No pay rise for Indonesian civil servants

INDONESIAN civil servants will not get a pay increase despite rising living costs caused by the recent economic downturn.

State Minister for Administrative Reform T.B. Silalahi said it was difficult to justify demands for more pay, given “the distressing domestic situation”.

He was referring to the currency crisis affecting the country, forest fires, famine in Irian Jaya and food shortages in some areas in Sumatra.

“How can they ask for a salary increase while the situation is like this?” he told a parliamentary hearing on Tuesday.

He said: “Look at those people in Irian Jaya experiencing famine. Other parts of the country are also facing the same plight.

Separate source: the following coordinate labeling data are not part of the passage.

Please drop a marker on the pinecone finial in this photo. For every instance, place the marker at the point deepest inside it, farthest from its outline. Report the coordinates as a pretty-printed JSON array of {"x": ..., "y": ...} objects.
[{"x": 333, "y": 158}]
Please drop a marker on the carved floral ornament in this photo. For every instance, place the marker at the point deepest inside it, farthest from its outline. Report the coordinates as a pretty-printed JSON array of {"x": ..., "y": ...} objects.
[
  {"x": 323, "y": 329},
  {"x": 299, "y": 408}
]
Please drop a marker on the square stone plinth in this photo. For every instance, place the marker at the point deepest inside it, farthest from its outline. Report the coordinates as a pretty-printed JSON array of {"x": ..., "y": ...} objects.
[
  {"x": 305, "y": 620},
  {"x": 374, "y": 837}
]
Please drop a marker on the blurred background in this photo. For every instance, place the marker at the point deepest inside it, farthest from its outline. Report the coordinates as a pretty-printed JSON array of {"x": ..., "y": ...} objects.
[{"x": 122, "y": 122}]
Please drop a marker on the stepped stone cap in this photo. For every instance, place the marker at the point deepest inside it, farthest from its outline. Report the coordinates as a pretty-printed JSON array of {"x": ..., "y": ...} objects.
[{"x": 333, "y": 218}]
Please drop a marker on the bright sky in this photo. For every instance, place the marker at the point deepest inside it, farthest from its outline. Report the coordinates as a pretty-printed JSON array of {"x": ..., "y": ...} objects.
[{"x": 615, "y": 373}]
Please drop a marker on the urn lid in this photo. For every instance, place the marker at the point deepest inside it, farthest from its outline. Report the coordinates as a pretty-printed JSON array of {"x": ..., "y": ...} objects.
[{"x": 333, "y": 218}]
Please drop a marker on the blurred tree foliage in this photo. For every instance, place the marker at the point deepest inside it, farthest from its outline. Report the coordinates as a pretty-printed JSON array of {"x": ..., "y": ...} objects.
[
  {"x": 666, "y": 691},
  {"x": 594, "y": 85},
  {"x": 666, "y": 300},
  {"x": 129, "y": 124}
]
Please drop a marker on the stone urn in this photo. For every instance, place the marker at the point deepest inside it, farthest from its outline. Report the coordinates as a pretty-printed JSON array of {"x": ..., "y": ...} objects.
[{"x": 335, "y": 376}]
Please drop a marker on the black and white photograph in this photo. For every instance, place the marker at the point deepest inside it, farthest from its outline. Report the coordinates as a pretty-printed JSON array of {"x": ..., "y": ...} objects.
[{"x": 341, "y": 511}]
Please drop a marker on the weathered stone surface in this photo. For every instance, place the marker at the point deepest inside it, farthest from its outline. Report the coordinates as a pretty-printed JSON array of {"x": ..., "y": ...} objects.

“Civil servants are people’s servants. If the people suffer, government officials must also suffer.”

The Indonesian economy, hit by the currency crisis that has seen the rupiah slide 31 per cent against the US dollar, has slowed dramatically over the last few months.

Mr Silalahi also lashed out at officials who spent lavishly on parties in hotels.

He urged them to refrain from such practices, saying that they should take the lead in promoting a simpler lifestyle.

“Those who can’t and keep demanding a pay rise are not civil servants at all and that means that their motivation to be a civil servant was always for money in the first place,” said the retired army lieutenant general.

His comments take place against a backdrop of concern here that a failure to raise salaries would lead to even more corruption among officials.

Complaints about inefficiency and corruption in the Indonesian bureaucracy are widespread.

A government audit of the 1995/1996 fiscal year, for example, pointed to 14,572 cases of irregularities with losses of Rp 532.6 billion (S$254.6 million) to the state treasury.

Observers believe figures could go up if efforts are not made to redress the salaries of officials, many of whom are struggling to make ends meet.

Economist Umar Juoro of the Indonesian Institute for National Development Studies noted: “Corruption will become more rampant as the real incomes of civil servants decline. The situation will get worse because they have to make up for their shortfall.”

The Jakarta Post reported that the last pay increase for civil servants was in May this year when salaries of those in the highest grades rose by an average of 34.4 per cent while lower rank officials saw a 73 per cent rise.

The paper said that the monthly salary of an official in the highest grade of the civil service with 32 years of service was Rp 722,500.